06.30.10

Hello, I’m one of the newer composers of Melos Music. I began writing music when I was fourteen (which was 23 years ago now—good grief)—my first piece, as far as I can recall, was called “The Mourning Dove,” for solo horn, a whole minute long (I began taking horn lessons in the fourth grade, which was how I learned to read music). But even then, I knew that my main focus in composition was melody, which to me has always been one of the most mysterious elements of music. What is it about a melody that makes us want to listen to it again and again? There’s no formula for writing a tune, but there’s something about a succession of certain notes and the underlying harmonies that moves us indescribably. I think this is also why tonality took such a hold on me from an early age, and although I suppose I have written some music that lacks a clear tonal center, it’s that moving away from and returning to a resting point, a building up and release of tension that has always grounded my sense of melody. Perhaps it’s best to cite an example here: the “Laudate Dominum” from Mozart’s Vesperae Solennes de Confessore, which can be heard at: http://www.youtube.com/watch?v=ZDmsInSvgPA&feature=related Mozart just spins forth these lyrical lines above a gentle, arpeggiated accompaniment.

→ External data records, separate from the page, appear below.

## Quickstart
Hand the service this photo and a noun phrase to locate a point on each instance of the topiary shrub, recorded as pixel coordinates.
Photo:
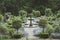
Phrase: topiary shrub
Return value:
(17, 36)
(44, 35)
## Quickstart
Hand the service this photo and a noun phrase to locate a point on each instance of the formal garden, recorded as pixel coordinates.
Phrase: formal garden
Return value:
(29, 20)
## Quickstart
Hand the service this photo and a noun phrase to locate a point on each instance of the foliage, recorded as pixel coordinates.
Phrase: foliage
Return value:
(43, 22)
(48, 12)
(1, 18)
(2, 37)
(57, 29)
(22, 13)
(44, 35)
(17, 36)
(36, 13)
(49, 29)
(3, 29)
(58, 14)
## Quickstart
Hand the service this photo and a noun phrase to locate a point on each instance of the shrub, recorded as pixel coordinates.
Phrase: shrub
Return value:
(22, 13)
(43, 23)
(44, 35)
(17, 36)
(17, 24)
(36, 13)
(4, 37)
(49, 29)
(48, 12)
(3, 29)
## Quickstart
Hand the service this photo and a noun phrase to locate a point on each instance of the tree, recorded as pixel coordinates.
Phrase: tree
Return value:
(48, 12)
(17, 24)
(43, 22)
(36, 13)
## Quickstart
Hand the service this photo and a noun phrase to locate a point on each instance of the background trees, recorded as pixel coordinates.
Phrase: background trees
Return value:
(43, 23)
(14, 6)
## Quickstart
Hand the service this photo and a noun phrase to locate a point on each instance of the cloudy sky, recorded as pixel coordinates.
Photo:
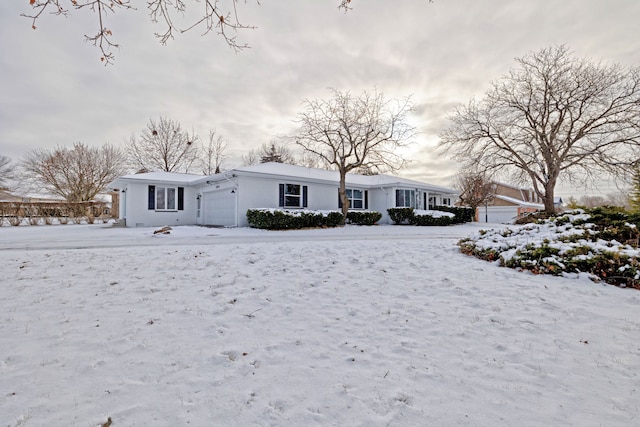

He thinks in terms of very long phrases here—the first sense of closure is at 1:26, where we’ve modulated from the home key of F major to C major. Then another strophe follows, leading back to F major at 2:31, where the soprano’s cadence is elided with the chorus’ reiteration of the soprano’s melody. But it’s the next elision, just when the chorus finishes its strophe, that’s the most sublime moment of the piece: a deceptive cadence at 3:48, where the soprano’s sustained F (just a single note!) draws forth the melody ever further, on the word “amen”. It’s as if Mozart can’t bear to let this prayer end, and closure in the home key is only reached (with no elision here between the soprano and the chorus) at 4:12. I think this long-range building-up and release of tension is only possible through these long, sustained lines of melody, and a distinctly homophonic texture (that is, melody with accompaniment).

I’ve always felt that listeners today still need to hear melodies—granted, these can come in many different forms, and melody is inseparable from rhythm, too, I think (the undulating accompaniment of the Mozart is essential to the structure of the piece). Perhaps this is why popular music took such a hold over the public in the course of the 20th century—melody just couldn’t be perceived in so much of 20th century “serious” music (don’t get me started on how no one can really hear a tone-row). It also seems to me that melody is of great importance in non-Western music (what little I know about it, anyway). Is the importance of melody something that 21st century composers are starting to rediscover? I hope so. I’m sure there are many different ways of defining “melody” and it can come up in all sorts of musical contexts, but I think this is at least a discussion worth having. Also, I have to sing the “Laudate Dominum” at a wedding this Saturday (an octave lower than Emma, thank you very much).